Execution Graphs

Execution graphs provide a way for applications to dispatch multiple operations dynamically from a single initial command on the host. To achieve this, a new execution graph pipeline is provided, that links together multiple shaders or pipelines which each describe one or more operations that can be dispatched within the execution graph. Each linked pipeline or shader describes an execution node within the graph, which can be dispatched dynamically from another shader within the same graph. This allows applications to describe much richer execution topologies at a finer granularity than would typically be possible with API commands alone.

Pipeline Creation

vkCreateExecutionGraphPipelinesAMDXCreates a new execution graph pipeline object
VkExecutionGraphPipelineCreateInfoAMDXStructure specifying parameters of a newly created execution graph pipeline
VK_SHADER_INDEX_UNUSED_AMDXSentinel for an unused shader index
VkPipelineShaderStageNodeCreateInfoAMDXStructure specifying the shader name and index with an execution graph
vkGetExecutionGraphPipelineNodeIndexAMDXQuery internal id of a node in an execution graph

Initializing Scratch Memory

Implementations may need scratch memory to manage dispatch queues or similar when executing a pipeline graph, and this is explicitly managed by the application.

vkGetExecutionGraphPipelineScratchSizeAMDXQuery scratch space required to dispatch an execution graph
VkExecutionGraphPipelineScratchSizeAMDXStructure describing the scratch space required to dispatch an execution graph
vkCmdInitializeGraphScratchMemoryAMDXInitialize scratch memory for an execution graph

Dispatching a Graph

Initial dispatch of an execution graph is done from the host in the same way as any other command, and can be used in a similar way to compute dispatch commands, with indirect variants available.

vkCmdDispatchGraphAMDXDispatch an execution graph
vkCmdDispatchGraphIndirectAMDXDispatch an execution graph with node and payload parameters read on the device
vkCmdDispatchGraphIndirectCountAMDXDispatch an execution graph with all parameters read on the device
VkDeviceOrHostAddressConstAMDXUnion specifying a const device or host address
VkDispatchGraphCountInfoAMDXStructure specifying count parameters for execution graph dispatch
VkDispatchGraphInfoAMDXStructure specifying node parameters for execution graph dispatch

Shader Enqueue

Compute shaders in an execution graph can use the OpInitializeNodePayloadsAMDX to initialize nodes for dispatch. Any node payload initialized in this way will be enqueued for dispatch once the shader is done writing to the payload. As compilers may be conservative when making this determination, shaders can further call OpFinalizeNodePayloadsAMDX to guarantee that the payload is no longer being written.
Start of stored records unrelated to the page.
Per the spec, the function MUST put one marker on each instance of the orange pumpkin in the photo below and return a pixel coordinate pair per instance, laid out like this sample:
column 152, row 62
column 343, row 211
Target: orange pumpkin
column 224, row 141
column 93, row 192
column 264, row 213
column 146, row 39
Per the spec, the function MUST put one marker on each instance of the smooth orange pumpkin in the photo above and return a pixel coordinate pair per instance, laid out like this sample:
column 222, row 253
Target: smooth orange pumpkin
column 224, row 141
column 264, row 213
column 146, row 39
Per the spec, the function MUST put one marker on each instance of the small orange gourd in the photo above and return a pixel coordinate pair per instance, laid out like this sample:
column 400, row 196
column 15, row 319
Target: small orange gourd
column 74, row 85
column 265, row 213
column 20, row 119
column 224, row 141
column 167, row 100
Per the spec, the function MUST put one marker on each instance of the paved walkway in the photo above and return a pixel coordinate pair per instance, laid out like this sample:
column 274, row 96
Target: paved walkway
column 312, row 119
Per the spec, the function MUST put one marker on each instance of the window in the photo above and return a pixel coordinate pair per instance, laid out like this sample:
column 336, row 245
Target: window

The Node Name operand of the PayloadNodeNameAMDX decoration on a payload identifies the shader name of the node to be enqueued, and the Shader Index operand of OpInitializeNodePayloadsAMDX identifies the shader index. A node identified in this way is dispatched as described in the following sections.

Compute Nodes

Compute shaders added as nodes to an execution graph are executed differently based on the presence or absence of the StaticNumWorkgroupsAMDX or CoalescingAMDX execution modes.
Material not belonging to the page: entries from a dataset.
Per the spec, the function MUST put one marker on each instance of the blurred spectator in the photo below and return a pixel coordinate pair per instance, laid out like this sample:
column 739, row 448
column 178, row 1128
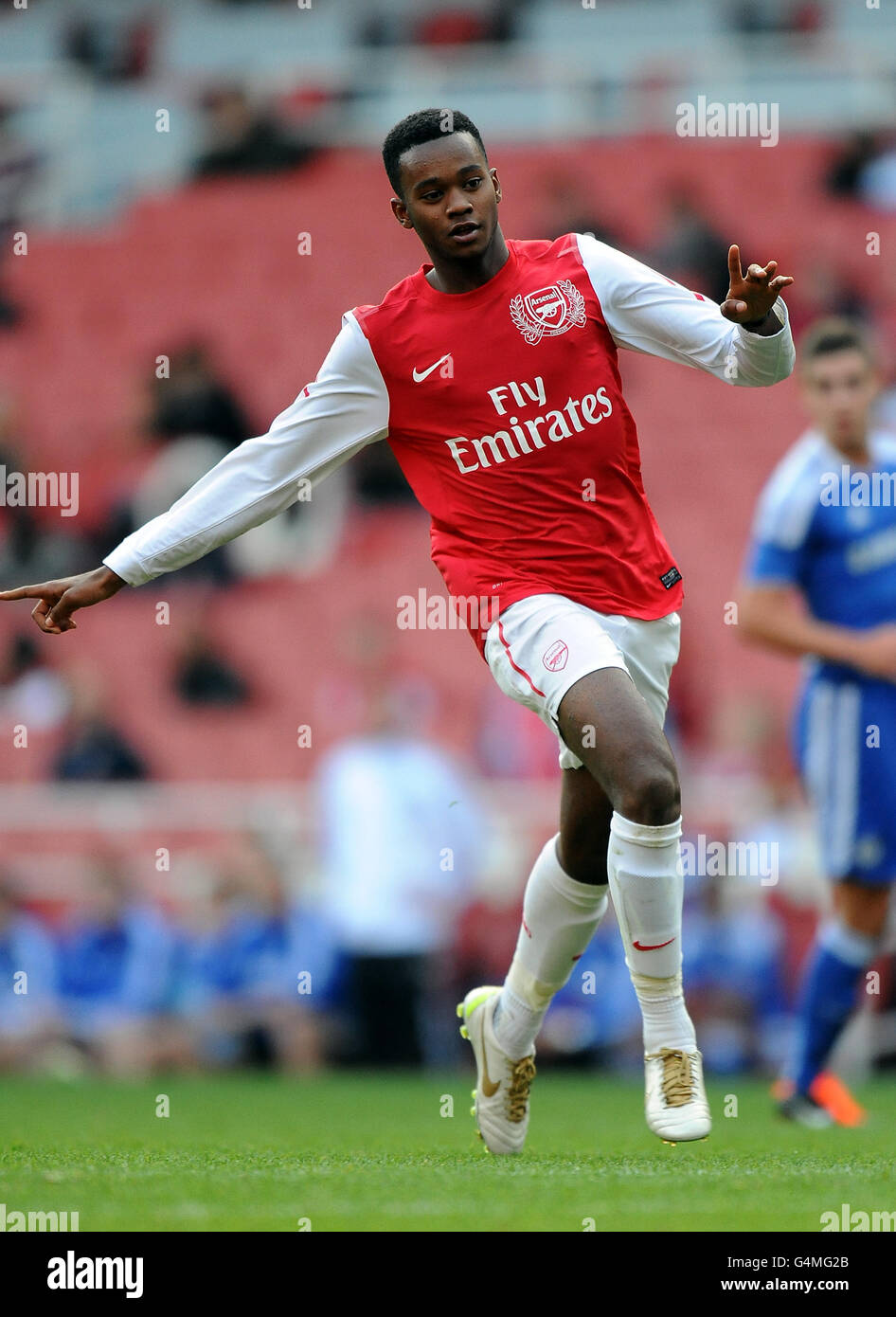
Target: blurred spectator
column 399, row 838
column 690, row 250
column 117, row 963
column 37, row 550
column 29, row 1014
column 195, row 401
column 845, row 174
column 254, row 985
column 572, row 211
column 19, row 166
column 30, row 692
column 878, row 179
column 733, row 973
column 168, row 477
column 111, row 47
column 243, row 138
column 378, row 478
column 203, row 676
column 92, row 747
column 866, row 171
Dispatching a compute shader node that does not declare either the StaticNumWorkgroupsAMDX or CoalescingAMDX execution mode will execute a number of workgroups in each dimension specified by the first 12 bytes of the payload, interpreted as a VkDispatchIndirectCommand. The same payload will be broadcast to each workgroup in the same dispatch. Additional values in the payload are have no effect on execution.
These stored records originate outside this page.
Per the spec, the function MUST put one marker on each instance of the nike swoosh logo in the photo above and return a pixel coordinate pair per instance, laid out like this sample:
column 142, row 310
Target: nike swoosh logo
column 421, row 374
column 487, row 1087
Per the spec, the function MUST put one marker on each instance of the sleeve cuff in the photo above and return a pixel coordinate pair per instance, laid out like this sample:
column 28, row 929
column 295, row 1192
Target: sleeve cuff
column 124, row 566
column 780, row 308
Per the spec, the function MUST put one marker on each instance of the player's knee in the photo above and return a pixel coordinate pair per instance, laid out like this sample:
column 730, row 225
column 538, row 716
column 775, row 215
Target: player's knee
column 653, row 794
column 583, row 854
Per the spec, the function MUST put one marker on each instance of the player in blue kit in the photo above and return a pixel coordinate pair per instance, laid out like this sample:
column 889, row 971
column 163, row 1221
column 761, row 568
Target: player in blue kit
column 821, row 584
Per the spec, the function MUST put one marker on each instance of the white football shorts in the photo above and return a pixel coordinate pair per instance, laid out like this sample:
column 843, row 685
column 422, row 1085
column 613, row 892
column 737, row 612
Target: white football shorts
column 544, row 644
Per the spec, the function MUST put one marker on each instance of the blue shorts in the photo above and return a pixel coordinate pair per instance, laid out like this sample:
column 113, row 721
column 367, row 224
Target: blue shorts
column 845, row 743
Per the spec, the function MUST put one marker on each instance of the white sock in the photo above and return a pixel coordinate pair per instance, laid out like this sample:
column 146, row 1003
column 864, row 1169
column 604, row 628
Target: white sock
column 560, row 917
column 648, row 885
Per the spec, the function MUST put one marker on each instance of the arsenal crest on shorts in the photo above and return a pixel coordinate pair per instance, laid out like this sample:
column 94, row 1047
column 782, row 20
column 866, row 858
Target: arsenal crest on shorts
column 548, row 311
Dispatching a compute shader node with the StaticNumWorkgroupsAMDX execution mode will execute workgroups in each dimension according to the x, y, and z size operands to the StaticNumWorkgroupsAMDX execution mode. The same payload will be broadcast to each workgroup in the same dispatch. Any values in the payload have no effect on execution.

Dispatching a compute shader node with the CoalescingAMDX execution mode will enqueue a single invocation for execution. Implementations may combine multiple such dispatches into the same workgroup, up to the size of the workgroup. The number of invocations coalesced into a given workgroup in this way can be queried via the CoalescedInputCountAMDX built-in. Any values in the payload have no effect on execution.